The Mercedes team had opted to retain the narrow sidepod design on its 2023 car, but Toto Wolff has revealed that the entire body and sidepods could be changed during the season ‘if better solutions are found’. The rhetoric from the Germany former Champions seems more and more as if things are not well as the team drip feeds hints that the W14 is as flawed as its predecessor.
Mercedes boss Toto Wolff has said that his team could potentially change the narrow ‘zero-pod’ sidepod design on the W14 in the near future, but the Austrian also insisted that the poor performance of the W13 in 2022 was not fundamentally due to the design.
To everyone’s surprise, the Mercedes team unveiled its 2023 car a few days ago, which features a sidepod concept similar to the one introduced on last season’s defunct W13 in the second week of winter testing, with which the German manufacturer’s team only managed one win in Brazil at the end of the season.
Wolff admits changes for W14 already
Speaking about the decision to retain the ‘zero sidepod’ concept in the 2023 car, Toto Wolff explained that the concept was not necessarily responsible for the W13’s poor performance in 2022, although he did indicate that a change in design could come fairly quickly at the start of the season.
“It’s important to be bold in this sport. I’m proud of the solutions we implemented on the car last year, but that’s not fundamentally the reason we didn’t perform well,” Wolff said at the W14 launch at Silverstone this week.
“There are no sacred cows in this concept. It’s not that we don’t want to follow anyone’s idea. We’ve kept the narrow sidepod, but you could see developments coming with upgrades.”
“The sidepods will change – not soon – but we are looking at solutions. It’s not an essential and fundamental part of the performance. Last year we learned a hard lesson because we thought we would bring a package of upgrades for test number two [the second salvo of winter testing in Bahrain] that was worth 1.5 seconds.”
“Then you look at the difference with the first test and you think it’s not very relevant because it wasn’t the ‘real’ car [in Barcelona]. But the fact is that when we put it on the track, it didn’t work at all as expected.”
“This year we did the opposite. The car you saw is, for the most part, the one we will be using in the [Bahrain winter] tests [February 23-25] and driving.”
“It’s fundamentally important to understand the platform and the behaviour of the car, rather than keeping things in the background that can give one or two tenths in aero performance.”
F1 team ‘insider’ reveals suspension failure at Silverstone
TJ13 sources have revealed the team are hurriedly manufacturing metallic suspension arms after faults were found with the carbon bones they originally designed and fitted.
The fault is so significant a wrap fix often used when cracks appear in carbon bodywork is considered too big a risk.
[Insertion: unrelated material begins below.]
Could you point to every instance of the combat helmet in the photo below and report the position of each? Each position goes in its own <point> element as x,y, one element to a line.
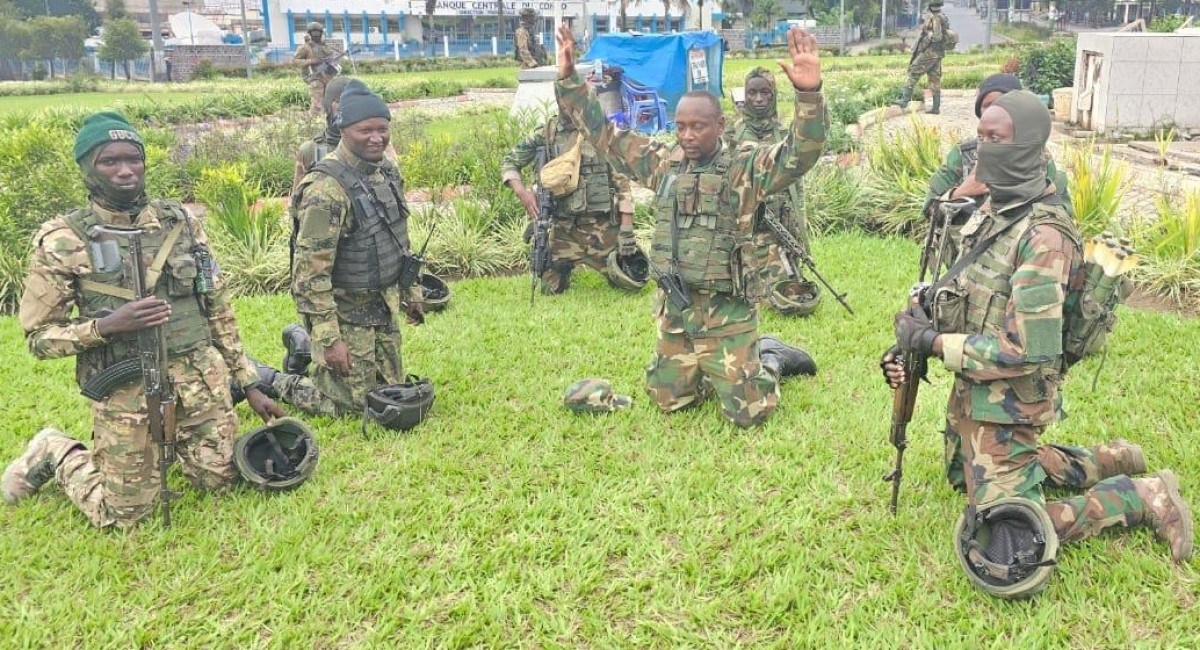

Further, despite having passed the FIA crash test, the carbon tub was found to be flexing much more than the desirable amount the team intended.
This will make it more difficult to control the suspension set up and could induce further porpoising for the W14.
TJ13 is led to believe stiffening the tub is a relatively simple fix, though together with the metallic compound now being used for the suspension arms, both fixes will add significant weight to the car.
Fixing the suspension is a more complex problem for the engineers and designers at Brackley to solve. Further the replacement alloy for the original carbon suspension arms will respond differently from the intended flex profile and could exacerbate further the difficulties Mercedes experienced in 2022 with the tyres.